The portraits also bring in another more imponderable element. Fraser informs us that before they were photographed he asked some of them to imagine being told that something that they strongly believed in was a lie. By raising a question about truth and morality in relation to the portraits, Fraser introduces something outside the perfect, absolute and abstract realm of mathematics – our human capacity to deceive, both ourselves and each other.

In the closing picture of Mathematics we are taken elsewhere, beyond this world to an ultimate sublime image. A photograph looks up at the image of the sun, fixing and stilling a ‘live’ digital projection of solar activity on its surface. This picture is a celebration of what is possible by mathematically coded digital forms of representation – the image of the sun is photographed with such clarity we see the projected image’s pixels. The photograph comes undone, we can see what it is made out of, and this disclosure is what all his pictures invite us to do: to think about the perfect structures that are everywhere but often hidden, the glimmer of a mathe- matical perfection in people and things.
This sun picture opens out onto photography itself, albeit reclaimed as mathematically coded form. Staring into the sun is akin to madness and there are associations here with the Romantic attempts to picture its blinding and disorienting light, Turner’s late circular paintings of the sun, especially. But here the sun is tempered by the order of the pixelated surface, a reiteration of how all is reducible to structure and pattern, that mathematics holds the key to what we are seeing.

This contemporary technological photograph also takes us right back to the nascent photographic experiments of William Henry Fox Talbot, who described his photographs as ‘Sun Pictures’. Talbot’s use of photography was driven by a desire to show the performance of the new medium, how it went beyond human agency. This demonstrative aspect is evident in pictures like Haystack, 1844, in which the infinite detail that could never be transcribed by human hand is set in relationship to both the haystack’s geometric shape and the ordered measure introduced by the ladder. Taken in strong sunlight the ladder’s form is doubled by shadow, a play of positive and negative that rebounds intelligently onto the very principles of Talbot’s printing process. It is a photograph that would fit well among Fraser’s pictures in Mathematics.

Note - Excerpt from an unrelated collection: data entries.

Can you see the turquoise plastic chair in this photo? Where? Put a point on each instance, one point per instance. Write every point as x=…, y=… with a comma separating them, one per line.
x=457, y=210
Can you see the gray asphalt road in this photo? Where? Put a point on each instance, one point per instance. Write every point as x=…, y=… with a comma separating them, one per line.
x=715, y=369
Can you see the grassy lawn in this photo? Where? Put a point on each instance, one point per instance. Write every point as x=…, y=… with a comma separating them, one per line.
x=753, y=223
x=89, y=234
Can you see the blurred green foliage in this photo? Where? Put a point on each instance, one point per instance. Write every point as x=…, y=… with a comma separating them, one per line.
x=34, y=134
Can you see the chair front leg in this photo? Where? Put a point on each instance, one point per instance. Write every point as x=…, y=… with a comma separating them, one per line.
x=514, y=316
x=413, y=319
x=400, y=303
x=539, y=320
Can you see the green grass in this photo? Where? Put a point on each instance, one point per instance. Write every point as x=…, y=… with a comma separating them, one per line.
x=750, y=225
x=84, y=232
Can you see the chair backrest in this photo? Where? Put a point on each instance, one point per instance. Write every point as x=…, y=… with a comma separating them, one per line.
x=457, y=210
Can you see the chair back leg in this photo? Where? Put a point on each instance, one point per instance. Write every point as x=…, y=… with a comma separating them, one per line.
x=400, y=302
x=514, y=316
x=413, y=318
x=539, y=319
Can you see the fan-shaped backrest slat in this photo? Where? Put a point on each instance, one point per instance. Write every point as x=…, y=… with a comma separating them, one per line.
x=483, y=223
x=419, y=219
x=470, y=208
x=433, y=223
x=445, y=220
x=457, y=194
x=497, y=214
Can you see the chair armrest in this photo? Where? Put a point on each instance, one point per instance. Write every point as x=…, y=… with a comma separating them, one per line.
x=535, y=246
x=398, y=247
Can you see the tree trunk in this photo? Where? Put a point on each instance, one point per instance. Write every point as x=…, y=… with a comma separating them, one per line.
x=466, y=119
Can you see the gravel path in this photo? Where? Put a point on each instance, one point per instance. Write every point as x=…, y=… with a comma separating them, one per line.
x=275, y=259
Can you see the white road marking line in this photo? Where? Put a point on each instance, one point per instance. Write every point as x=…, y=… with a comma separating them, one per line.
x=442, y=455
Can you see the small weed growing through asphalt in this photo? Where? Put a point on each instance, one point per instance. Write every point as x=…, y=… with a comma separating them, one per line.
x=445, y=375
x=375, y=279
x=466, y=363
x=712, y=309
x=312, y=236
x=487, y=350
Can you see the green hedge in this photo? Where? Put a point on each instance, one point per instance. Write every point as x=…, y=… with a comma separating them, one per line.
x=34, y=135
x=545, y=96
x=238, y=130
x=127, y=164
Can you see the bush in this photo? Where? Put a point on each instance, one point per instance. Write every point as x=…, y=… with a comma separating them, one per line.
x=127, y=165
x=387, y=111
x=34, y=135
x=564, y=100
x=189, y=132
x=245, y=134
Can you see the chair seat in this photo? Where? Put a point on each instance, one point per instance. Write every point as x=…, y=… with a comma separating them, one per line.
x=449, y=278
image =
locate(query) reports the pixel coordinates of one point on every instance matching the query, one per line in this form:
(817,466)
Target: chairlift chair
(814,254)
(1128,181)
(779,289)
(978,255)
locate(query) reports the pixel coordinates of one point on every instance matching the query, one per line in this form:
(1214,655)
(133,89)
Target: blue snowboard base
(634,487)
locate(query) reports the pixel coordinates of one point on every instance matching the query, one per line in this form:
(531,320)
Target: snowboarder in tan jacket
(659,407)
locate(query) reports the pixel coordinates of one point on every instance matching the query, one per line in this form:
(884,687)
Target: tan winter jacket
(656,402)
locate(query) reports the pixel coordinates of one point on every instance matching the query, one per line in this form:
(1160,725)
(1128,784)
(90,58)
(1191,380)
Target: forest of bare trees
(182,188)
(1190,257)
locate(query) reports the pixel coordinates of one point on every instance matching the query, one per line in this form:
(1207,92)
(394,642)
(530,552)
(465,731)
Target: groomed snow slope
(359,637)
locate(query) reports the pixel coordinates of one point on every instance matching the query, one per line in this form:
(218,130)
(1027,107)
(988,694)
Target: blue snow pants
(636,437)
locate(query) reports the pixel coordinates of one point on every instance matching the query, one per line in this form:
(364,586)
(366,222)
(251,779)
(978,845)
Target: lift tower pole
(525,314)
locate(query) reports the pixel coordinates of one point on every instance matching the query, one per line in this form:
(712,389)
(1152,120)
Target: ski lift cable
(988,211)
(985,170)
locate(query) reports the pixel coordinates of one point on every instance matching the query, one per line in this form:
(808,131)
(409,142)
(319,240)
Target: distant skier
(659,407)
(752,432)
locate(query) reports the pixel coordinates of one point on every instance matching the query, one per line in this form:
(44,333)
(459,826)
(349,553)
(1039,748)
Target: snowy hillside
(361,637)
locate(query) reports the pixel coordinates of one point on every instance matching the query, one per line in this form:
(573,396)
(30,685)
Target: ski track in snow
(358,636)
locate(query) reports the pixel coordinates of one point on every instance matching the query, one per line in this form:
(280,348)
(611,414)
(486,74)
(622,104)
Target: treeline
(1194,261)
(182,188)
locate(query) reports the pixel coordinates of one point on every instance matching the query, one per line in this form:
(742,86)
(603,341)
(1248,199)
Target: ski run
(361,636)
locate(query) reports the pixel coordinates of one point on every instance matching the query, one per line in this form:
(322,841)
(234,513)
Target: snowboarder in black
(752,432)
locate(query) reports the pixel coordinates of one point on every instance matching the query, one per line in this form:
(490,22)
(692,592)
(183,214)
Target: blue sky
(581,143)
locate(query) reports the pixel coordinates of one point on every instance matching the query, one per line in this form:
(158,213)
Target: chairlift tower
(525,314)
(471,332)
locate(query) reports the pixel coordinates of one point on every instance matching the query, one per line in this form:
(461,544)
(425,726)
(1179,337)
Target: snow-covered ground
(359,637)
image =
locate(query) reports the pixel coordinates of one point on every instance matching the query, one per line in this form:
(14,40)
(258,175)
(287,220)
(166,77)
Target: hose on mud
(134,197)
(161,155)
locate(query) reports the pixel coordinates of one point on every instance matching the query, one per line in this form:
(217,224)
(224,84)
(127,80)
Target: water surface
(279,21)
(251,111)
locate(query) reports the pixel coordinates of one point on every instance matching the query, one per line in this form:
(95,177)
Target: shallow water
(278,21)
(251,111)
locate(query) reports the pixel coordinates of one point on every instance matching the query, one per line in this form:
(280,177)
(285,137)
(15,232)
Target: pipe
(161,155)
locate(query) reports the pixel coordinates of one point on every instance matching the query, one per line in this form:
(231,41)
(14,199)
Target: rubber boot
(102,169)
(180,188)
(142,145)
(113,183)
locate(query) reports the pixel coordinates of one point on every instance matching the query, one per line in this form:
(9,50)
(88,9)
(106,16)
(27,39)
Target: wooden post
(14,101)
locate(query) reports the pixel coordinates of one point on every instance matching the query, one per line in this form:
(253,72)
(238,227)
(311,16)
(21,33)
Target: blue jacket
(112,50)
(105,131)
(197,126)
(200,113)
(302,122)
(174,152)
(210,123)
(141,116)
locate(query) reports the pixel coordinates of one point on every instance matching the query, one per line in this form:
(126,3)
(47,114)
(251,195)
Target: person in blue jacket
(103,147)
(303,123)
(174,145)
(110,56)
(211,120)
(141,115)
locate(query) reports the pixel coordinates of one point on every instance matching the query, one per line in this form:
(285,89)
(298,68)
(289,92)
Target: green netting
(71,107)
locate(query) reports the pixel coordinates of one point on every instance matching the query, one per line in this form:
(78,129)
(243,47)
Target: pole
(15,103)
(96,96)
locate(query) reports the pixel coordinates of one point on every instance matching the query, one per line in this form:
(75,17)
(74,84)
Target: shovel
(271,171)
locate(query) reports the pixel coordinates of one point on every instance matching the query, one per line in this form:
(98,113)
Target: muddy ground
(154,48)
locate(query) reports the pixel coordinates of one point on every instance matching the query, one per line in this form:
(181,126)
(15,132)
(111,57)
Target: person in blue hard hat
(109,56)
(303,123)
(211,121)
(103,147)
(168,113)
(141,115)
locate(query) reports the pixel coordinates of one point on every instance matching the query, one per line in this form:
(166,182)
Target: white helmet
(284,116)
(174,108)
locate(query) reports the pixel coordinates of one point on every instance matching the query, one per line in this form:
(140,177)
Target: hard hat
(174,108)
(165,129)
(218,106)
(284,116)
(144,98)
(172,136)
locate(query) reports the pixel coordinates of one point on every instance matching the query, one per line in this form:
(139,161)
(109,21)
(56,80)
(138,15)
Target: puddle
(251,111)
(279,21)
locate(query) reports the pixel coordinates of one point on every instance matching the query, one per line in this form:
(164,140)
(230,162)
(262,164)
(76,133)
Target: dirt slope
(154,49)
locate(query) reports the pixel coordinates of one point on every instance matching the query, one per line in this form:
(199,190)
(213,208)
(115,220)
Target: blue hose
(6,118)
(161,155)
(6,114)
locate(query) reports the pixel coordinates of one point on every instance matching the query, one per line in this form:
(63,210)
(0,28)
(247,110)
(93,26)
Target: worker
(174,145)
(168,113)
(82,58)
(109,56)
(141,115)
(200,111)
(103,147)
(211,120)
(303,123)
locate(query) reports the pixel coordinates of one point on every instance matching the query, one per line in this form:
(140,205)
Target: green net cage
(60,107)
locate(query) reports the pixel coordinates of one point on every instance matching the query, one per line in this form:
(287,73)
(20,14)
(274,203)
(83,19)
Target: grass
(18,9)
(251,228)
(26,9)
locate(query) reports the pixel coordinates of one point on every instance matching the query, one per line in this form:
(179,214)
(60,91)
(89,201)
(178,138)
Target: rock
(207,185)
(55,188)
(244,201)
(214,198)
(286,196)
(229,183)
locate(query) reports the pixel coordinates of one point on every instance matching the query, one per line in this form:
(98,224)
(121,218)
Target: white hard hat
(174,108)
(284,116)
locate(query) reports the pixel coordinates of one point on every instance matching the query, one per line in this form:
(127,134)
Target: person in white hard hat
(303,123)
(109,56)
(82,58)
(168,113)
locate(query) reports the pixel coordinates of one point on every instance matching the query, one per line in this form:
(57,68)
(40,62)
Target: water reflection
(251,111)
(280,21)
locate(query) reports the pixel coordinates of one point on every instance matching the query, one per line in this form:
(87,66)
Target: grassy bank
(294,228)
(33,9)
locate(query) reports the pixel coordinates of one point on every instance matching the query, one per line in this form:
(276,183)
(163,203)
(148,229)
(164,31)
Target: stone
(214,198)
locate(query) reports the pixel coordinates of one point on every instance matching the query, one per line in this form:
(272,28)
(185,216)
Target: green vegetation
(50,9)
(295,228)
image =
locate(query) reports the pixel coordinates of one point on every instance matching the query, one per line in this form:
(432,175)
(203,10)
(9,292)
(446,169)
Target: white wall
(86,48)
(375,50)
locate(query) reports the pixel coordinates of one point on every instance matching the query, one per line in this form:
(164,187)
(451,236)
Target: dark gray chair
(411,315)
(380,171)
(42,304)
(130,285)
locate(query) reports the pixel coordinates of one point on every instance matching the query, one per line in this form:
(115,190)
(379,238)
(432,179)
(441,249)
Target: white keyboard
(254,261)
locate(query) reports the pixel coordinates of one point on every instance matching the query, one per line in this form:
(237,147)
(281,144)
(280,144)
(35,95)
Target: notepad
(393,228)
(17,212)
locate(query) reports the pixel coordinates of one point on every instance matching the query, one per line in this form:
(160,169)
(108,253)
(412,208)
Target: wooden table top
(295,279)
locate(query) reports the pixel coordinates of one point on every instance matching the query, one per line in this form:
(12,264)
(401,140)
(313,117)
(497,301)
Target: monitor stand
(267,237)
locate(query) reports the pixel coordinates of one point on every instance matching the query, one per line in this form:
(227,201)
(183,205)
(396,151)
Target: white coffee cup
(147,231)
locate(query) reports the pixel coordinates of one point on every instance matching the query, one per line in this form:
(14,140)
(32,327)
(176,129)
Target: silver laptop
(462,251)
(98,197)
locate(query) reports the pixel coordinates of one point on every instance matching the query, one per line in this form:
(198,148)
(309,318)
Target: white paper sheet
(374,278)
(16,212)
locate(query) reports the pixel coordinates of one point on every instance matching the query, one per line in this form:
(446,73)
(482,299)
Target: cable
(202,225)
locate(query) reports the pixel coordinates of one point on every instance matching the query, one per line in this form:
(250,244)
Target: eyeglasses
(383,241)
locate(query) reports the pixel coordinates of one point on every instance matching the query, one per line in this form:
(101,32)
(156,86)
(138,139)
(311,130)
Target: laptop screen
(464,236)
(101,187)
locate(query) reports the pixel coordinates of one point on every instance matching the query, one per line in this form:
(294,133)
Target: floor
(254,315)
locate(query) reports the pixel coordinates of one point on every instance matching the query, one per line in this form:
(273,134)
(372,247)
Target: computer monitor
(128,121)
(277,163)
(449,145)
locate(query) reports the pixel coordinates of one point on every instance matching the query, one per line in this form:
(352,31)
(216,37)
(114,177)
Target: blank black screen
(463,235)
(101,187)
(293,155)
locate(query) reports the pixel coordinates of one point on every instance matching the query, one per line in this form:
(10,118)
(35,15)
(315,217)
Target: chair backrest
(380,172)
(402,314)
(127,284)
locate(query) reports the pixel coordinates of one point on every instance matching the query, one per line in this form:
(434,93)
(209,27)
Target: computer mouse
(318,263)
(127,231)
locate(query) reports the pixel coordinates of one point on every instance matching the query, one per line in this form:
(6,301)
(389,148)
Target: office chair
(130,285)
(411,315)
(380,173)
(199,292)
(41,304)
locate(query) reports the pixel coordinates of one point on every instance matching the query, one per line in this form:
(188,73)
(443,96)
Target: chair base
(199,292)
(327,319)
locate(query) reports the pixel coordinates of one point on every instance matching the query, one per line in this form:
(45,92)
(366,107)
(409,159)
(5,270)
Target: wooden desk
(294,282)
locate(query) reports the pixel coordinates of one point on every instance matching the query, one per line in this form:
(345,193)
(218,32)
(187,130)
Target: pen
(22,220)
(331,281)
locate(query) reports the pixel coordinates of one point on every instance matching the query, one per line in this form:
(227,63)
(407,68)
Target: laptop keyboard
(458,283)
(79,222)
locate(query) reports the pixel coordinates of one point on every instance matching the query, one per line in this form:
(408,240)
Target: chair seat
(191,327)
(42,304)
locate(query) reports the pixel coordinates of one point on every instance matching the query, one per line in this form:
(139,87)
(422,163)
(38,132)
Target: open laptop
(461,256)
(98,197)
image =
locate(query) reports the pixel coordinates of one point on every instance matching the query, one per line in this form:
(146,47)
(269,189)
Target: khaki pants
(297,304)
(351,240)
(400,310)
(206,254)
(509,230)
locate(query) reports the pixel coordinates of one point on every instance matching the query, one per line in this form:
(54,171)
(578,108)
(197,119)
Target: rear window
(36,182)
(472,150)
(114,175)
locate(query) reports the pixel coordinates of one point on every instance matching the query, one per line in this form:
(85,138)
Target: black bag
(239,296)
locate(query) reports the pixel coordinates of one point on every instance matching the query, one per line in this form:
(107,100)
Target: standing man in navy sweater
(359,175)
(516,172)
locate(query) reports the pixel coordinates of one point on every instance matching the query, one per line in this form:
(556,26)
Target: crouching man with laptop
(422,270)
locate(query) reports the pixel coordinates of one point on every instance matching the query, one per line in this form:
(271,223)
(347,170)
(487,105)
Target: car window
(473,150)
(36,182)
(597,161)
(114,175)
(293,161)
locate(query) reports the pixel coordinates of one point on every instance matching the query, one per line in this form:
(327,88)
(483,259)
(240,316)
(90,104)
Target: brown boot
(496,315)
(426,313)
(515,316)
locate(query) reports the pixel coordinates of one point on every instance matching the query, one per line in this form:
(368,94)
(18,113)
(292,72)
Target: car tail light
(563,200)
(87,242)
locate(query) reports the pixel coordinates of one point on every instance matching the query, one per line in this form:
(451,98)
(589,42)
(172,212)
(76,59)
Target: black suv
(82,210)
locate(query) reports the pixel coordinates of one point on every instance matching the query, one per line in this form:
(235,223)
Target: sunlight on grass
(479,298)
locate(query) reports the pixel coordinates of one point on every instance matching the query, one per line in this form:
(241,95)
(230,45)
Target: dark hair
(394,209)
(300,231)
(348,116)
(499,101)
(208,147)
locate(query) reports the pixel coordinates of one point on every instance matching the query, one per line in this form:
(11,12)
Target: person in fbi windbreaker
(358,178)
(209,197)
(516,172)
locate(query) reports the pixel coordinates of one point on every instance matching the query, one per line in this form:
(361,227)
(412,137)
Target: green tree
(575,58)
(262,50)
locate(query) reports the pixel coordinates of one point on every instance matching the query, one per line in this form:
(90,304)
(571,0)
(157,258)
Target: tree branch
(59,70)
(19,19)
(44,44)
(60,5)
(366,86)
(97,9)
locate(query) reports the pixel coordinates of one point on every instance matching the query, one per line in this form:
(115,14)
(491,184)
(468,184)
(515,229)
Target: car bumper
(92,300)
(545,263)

Mathematics opens with an extraordinary but deceptively straightforward picture of differently numbered and coloured pool balls, arranged in their triangular black frame and with the white ball sitting centrally on top. The balls are set against the intense blue of the table, a blue that resonates throughout Fraser’s oeuvre, symbolic of a near-spiritual beyond and central to his ‘portraits’ of intelligent machines, in his series entitled Deep Blue (the name given to the computer that beat Gary Kasparov at chess) and integral to the transcendent note created by the pairing of two blue buckets. Both planetary and atomic allusions are strongly resonant in this picture of pool balls. A simple detail from the familiar contemporary world opens out to suggestions that take us elsewhere, raising fundamental questions about the order of things and our place in the world.

Fraser’s use of digital photography and the proposition that we may see the world mathematically allows him to realise a radical formalism in which photographs attain an intensity and strangeness that is new to a medium otherwise all too familiar and ubiquitous. Against an inexhaustible and ceaseless glut of common images, Fraser continues to make new pictures from the world: beautiful, surprising, strange, distinctive, wondrous and intelligent. His vision is both liberating and affirmative, allowing us, like Tolstoy’s Bezukhov, to escape the “limited, the petty, the humdrum, the meaningless.”